Adventures with rust-gpu

GPU plotting was one of the items on the roadmap last week and that turned into a week+ long side quest, so let me share some details about that.

Background
#

For a little bit of background, Subspace protocol has a compute-intensive plotting component, where the majority of the cost is Chia-based Proof-of-Space that is used to encode plots (it is used differently than in Chia, but that is not very important here).

This is something that can be accelerated with GPU and, in fact, is extremely desirable to make plotting more energy efficient and less time-consuming. In Subspace GPU plotting was implemented for CUDA/ROCm by very skilled folks from Supranational. Unfortunately, it broke after switching from KZG and some other changes, which left it in unusable state.

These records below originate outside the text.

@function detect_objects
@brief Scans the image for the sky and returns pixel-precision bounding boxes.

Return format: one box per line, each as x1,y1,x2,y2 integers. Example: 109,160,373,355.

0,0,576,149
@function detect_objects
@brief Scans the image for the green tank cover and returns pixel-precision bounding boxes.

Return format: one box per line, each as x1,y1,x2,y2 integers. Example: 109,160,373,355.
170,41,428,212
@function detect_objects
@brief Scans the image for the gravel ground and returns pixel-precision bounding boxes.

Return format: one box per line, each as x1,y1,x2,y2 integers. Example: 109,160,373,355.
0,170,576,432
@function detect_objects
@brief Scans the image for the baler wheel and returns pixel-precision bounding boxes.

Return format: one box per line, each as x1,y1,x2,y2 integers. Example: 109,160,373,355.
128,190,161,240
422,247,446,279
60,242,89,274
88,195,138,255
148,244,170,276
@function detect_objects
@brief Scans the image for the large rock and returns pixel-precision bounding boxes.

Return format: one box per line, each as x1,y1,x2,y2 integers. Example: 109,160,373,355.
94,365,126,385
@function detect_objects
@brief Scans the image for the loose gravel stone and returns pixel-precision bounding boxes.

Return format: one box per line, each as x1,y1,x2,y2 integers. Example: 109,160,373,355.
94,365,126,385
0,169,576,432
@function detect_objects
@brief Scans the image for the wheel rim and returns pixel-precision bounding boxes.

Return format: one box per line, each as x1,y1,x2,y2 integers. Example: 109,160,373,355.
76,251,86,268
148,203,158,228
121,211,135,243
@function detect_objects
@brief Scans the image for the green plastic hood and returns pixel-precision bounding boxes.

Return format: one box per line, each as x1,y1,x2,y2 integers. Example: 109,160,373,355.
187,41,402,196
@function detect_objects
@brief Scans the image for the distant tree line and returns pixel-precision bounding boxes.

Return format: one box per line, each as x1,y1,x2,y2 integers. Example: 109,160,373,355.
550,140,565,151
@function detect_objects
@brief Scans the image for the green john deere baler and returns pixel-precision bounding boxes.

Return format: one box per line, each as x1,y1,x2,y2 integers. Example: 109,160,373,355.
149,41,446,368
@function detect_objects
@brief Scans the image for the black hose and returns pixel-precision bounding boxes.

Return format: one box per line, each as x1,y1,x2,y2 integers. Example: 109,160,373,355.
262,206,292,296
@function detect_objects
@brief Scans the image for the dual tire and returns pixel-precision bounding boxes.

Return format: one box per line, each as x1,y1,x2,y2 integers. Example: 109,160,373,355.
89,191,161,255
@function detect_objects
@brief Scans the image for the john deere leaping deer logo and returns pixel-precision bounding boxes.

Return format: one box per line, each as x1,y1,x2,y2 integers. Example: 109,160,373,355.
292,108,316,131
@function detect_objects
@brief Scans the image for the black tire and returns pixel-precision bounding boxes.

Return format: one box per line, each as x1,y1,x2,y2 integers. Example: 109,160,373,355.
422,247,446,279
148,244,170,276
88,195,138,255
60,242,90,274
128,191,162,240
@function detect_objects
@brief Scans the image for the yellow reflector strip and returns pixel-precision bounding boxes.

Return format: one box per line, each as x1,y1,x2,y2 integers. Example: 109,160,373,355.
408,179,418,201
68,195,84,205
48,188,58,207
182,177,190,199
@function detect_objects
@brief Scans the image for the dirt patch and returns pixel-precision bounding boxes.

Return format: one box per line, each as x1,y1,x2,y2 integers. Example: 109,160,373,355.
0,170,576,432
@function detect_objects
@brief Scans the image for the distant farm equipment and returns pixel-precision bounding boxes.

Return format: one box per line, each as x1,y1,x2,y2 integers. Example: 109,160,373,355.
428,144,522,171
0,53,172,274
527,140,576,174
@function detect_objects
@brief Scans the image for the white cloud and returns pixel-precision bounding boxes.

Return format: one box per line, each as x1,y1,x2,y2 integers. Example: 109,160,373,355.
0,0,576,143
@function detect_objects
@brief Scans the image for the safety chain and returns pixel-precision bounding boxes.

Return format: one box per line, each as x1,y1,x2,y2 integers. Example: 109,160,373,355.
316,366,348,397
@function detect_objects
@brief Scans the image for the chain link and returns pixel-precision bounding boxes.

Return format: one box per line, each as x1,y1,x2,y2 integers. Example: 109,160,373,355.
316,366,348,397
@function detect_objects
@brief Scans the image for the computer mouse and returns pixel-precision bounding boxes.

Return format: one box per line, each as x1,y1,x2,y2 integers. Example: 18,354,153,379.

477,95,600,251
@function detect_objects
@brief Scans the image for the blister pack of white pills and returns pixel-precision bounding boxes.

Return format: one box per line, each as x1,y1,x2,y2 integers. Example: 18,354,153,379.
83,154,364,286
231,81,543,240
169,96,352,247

Now I’m trying to avoid C++ when I can, let alone CUDA C++, so I was looking for ways to rewrite it in Rust instead if possible, which I shared in the past updates. On top of that, previous implementation was picky on AMD side, it only really worked with RX 6000/7000 GPUs (on the consumer side) and only on Linux. According to AMD developers it is unlikely that Windows support will come any time soon, there were also annoyances caused by dynamic linking required by ROCm to a specific release of their libraries.

And forget about Intel or Apple, iGPUs, etc.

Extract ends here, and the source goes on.